For me, one of the springboards to God-talk lies with my-fav-X-Men Wolverine, who seems to have matured somewhat. Wolverine’s character development has been one of the main themes of the X-Men films. His instinct to go-it-alone, his strong sense of what is right and wrong and his compassion (beneath a most tough exterior, albeit) make him a wonderfully complex character. In this film, he balances out those traits in a much more mature way than in the previous films. Much more consistently, he’s able to do the right thing despite his feelings—and maintain his love and compassion in the process.
Interestingly, that balance didn’t develop in a vacuum; it was nurtured in a community of people who have extremely different gifts but share a common characteristic: they are mutants. Individually, their gifts are often powerful but they can do little individually compared to what they can do as they learn to work together. The final film shows the long-term value of a community committed to loving each other, recognizing and developing each others gifts, teaching each other to live by what is right and wrong, and working together to embrace the thing that made them different from the rest of the world—not to benefit themselves but to help and protect those who often despise them.

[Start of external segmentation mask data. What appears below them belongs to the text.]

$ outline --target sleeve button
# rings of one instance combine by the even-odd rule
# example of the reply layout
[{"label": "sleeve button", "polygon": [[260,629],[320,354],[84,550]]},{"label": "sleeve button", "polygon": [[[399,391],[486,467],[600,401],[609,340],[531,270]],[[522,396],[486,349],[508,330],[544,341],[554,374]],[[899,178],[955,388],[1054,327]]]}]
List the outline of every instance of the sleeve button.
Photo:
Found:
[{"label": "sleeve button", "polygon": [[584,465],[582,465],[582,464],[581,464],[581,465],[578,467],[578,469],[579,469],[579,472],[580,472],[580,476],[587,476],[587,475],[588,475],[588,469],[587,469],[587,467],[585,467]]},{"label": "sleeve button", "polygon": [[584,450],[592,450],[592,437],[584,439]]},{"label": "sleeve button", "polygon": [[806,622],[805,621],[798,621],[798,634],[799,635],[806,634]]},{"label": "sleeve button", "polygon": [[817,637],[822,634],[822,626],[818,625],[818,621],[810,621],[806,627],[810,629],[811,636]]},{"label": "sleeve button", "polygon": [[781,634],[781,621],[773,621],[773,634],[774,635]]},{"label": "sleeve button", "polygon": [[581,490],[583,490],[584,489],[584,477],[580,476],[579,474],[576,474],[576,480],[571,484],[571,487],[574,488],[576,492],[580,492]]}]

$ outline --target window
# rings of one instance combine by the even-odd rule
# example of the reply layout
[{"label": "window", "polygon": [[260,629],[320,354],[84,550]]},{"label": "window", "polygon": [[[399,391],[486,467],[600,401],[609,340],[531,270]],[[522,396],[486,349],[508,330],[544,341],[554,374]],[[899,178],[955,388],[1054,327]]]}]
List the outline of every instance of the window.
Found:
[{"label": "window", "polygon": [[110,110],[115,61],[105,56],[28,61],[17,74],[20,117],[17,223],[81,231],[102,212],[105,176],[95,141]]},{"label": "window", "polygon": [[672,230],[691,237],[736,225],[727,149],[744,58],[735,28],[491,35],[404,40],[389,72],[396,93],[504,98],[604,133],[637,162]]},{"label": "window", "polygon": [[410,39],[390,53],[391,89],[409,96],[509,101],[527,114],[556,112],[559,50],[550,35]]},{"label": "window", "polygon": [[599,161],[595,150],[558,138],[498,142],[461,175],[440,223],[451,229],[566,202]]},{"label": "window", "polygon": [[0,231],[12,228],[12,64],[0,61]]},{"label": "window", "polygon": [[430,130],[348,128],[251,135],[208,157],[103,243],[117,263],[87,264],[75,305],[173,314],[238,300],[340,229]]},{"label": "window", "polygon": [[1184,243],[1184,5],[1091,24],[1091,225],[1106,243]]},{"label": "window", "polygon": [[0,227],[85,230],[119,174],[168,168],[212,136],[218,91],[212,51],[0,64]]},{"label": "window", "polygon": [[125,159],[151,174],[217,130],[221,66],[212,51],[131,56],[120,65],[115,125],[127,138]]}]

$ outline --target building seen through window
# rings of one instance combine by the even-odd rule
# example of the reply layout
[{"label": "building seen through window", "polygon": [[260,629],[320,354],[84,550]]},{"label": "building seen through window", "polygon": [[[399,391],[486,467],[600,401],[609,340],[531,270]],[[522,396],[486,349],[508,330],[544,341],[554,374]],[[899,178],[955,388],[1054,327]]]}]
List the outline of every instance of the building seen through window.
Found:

It’s this aspect of the trilogy that makes me think about the church and what it should look like. Though we may look different, have different strengths or gifts, come from different home lives and personal histories, we share a common characteristic: we’ve been changed deep down by Jesus. We too are called to a community that beckons us to love each other, recognize and develop each other’s gifts, teach each other to live by what is right, and work together to embrace the thing that makes us different: Jesus. And his call is clear: go out and share this new way of life with others. Live it and teach people what he’s taught us. Show the world there is a better way to live—one of meaning, strength, peace and joy; one of justice and mercy; one of love. Like Wolverine, we are changed when we live in a community like that. Only God’s community of his children is far more potent than that of the X-Men. In God’s community, God not only changes us to be more like him, but God and his power—far greater than any mutant power—lives within us.
While it wasn’t my favorite X-Men film (and, if you stayed until the end of the credits, you’ve figured out it probably won’t be the last), I still enjoyed it. If you like comic book films that generate God-talk, I recommend it.